Gemma and Joel Little Photo: Guy Coombes

Joel hopes overseas artists will eventually visit Big Fan for writing camps and recording sessions.

"People in LA have this perception that New Zealand is 300 hours away. They don't really understand that it's closer than Australia and that the time difference is better ... I think once I get a few people down to New Zealand they'll all start coming down. It's a special place and it's a special place to write songs I think."

Although Joel enjoys spending time in Los Angeles, he also likes leaving after a few weeks.

"LA is where the [music] industry is and it's really fun. The energy here when you work in the [music] world is really heightened and intense.

"But for me to be able to go back to New Zealand and work in my studio there and get some separation … it's made the songs I've done since sound better. 'Cause you have the time and space to do it without a million other things going on and all the other things come with being in LA."

Last year he sold the rights to his 178-song catalogue to the UK's Hipgnosis Songs Fund.

This not only enabled Joel and Gemma to get Big Fan off the ground without revenue expectations, it also represents a clean slate for his songwriting.

"It kind of got me motivated for writing songs going forward. Because I'd had so much success up to that point I was kind of like 'what do I do now?"

"Chances are it won't match the depth and success of the original one but it's still a fun goal to have and a nice way to look at things now.

"I just love writing songs so I'm not going to stop doing it. It's kind of fun to have that being part of the drive as well - to see what I can do with this next chapter."

Joel Little played…

Coolio: 'Gangsta's Paradise'

Joel was 11 - and writing "terrible terrible" raps - when this song came out.

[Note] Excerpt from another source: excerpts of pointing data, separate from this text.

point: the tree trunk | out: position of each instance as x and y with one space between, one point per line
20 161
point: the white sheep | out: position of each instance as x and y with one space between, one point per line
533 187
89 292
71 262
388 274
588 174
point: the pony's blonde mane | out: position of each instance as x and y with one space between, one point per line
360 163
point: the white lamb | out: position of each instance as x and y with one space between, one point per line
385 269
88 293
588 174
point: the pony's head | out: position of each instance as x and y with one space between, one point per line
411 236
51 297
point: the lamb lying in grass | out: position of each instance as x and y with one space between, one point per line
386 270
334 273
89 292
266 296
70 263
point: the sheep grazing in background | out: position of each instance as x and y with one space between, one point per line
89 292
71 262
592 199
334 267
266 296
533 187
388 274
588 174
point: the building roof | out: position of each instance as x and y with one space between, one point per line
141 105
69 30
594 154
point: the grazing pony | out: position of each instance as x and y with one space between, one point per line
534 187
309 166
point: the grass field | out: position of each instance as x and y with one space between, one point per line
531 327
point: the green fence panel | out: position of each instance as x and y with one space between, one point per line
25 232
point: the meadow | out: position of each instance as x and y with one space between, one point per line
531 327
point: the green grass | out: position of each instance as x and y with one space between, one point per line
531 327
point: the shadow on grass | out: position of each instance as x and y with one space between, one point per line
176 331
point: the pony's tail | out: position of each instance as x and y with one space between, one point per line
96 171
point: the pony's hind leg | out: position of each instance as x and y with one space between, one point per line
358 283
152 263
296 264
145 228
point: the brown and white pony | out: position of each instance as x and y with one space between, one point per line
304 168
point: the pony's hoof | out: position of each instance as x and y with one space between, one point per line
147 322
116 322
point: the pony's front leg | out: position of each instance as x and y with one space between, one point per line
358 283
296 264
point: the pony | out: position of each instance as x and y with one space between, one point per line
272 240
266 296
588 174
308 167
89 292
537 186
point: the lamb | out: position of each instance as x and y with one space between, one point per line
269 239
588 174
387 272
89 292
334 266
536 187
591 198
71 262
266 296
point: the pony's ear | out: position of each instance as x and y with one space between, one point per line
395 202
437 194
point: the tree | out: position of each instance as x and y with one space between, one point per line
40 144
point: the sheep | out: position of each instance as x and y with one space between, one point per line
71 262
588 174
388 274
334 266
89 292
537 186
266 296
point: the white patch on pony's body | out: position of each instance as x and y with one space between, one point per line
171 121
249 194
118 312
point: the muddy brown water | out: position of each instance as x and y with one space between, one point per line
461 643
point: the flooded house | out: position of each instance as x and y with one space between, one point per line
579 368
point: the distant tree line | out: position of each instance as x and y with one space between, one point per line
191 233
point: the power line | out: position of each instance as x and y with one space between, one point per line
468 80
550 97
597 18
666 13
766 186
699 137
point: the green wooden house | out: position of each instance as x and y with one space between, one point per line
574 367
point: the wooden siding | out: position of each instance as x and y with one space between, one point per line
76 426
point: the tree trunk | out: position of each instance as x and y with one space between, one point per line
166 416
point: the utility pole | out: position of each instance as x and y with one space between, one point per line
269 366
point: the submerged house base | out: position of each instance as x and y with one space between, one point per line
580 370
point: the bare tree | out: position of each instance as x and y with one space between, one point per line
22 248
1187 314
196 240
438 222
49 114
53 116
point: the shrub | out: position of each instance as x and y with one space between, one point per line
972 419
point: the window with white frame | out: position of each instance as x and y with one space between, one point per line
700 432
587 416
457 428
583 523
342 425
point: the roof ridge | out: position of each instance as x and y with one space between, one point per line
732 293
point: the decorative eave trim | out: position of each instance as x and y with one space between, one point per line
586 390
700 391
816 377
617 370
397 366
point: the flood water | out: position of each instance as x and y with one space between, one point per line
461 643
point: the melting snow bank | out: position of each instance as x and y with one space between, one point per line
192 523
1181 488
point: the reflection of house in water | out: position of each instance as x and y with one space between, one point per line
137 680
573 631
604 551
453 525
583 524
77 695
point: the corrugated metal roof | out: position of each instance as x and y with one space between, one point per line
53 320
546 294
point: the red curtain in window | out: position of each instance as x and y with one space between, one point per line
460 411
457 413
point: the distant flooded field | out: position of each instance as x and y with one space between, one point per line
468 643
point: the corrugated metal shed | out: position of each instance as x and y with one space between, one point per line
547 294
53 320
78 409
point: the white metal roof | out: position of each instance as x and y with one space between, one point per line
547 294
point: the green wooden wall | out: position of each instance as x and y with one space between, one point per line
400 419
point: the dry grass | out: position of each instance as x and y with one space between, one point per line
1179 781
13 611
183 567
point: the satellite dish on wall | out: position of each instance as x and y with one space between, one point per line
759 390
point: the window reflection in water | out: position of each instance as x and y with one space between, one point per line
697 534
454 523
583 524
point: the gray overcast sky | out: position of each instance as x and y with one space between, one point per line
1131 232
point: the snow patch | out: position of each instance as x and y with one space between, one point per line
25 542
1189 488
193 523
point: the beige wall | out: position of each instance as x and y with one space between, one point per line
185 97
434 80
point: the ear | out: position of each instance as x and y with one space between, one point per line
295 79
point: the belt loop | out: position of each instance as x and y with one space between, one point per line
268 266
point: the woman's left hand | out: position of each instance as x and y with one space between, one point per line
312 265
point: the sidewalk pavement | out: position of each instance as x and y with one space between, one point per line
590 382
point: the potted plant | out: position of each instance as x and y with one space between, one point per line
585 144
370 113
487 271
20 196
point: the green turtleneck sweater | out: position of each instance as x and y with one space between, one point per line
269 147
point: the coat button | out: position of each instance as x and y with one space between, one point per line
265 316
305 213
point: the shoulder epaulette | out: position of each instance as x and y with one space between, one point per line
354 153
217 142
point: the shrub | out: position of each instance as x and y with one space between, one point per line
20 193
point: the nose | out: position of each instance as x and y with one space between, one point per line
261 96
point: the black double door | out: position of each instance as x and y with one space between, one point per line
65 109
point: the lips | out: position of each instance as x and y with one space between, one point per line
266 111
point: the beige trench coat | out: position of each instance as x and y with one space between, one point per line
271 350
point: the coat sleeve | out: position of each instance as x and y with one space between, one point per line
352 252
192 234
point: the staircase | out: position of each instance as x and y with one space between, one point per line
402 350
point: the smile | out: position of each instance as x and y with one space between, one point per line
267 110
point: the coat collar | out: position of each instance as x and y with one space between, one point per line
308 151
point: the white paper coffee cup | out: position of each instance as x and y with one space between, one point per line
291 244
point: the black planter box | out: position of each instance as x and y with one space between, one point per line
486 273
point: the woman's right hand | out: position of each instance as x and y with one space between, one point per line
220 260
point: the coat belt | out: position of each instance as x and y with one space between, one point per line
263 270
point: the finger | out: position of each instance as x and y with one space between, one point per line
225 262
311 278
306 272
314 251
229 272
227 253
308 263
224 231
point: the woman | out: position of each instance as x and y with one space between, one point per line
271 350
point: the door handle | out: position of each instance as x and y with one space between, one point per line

"[Coolio] was a big influence on me. I feel like I could still probably rap the entire song now… this was definitely a song that got me into writing songs."

 

Elvin Bishop: 'Fooled Around and Fell in Love'

"This was Gemma and my first dance song at our wedding … I wanted to put a song in there to pay tribute to Gemma and everything that she's done.

"It's just a cute song about us. When we got together we definitely weren't thinking about being together 17 years later but here we are."

 

Lou Reed: 'Perfect Day'

Joel is grateful to his father for introducing him to Lou Reed, the Velvet Underground and David Bowie when he was a kid.

For his ninth birthday, he requested 'Everything I Do' by Bryan Adams, but the "cassette-shaped present" turned out to be Ziggy Stardust.

 

The Crocodiles: 'Tears'

This 'amazing incredible song' was co-written by the late Arthur Baysting who was a mentor to Joel. 

"He was one of those people to me that I want Big Fan to be for other people ... He was the guy who, when I was trying to get [post-punk band] Goodnight Nurse up and running said 'why don't you just sing yourself? Either you'll get better or you'll find someone by being out there on the circuit and meeting other bands'.

"That advice has always stuck with me at every point - why don't you just do it yourself? … that way you won't stall."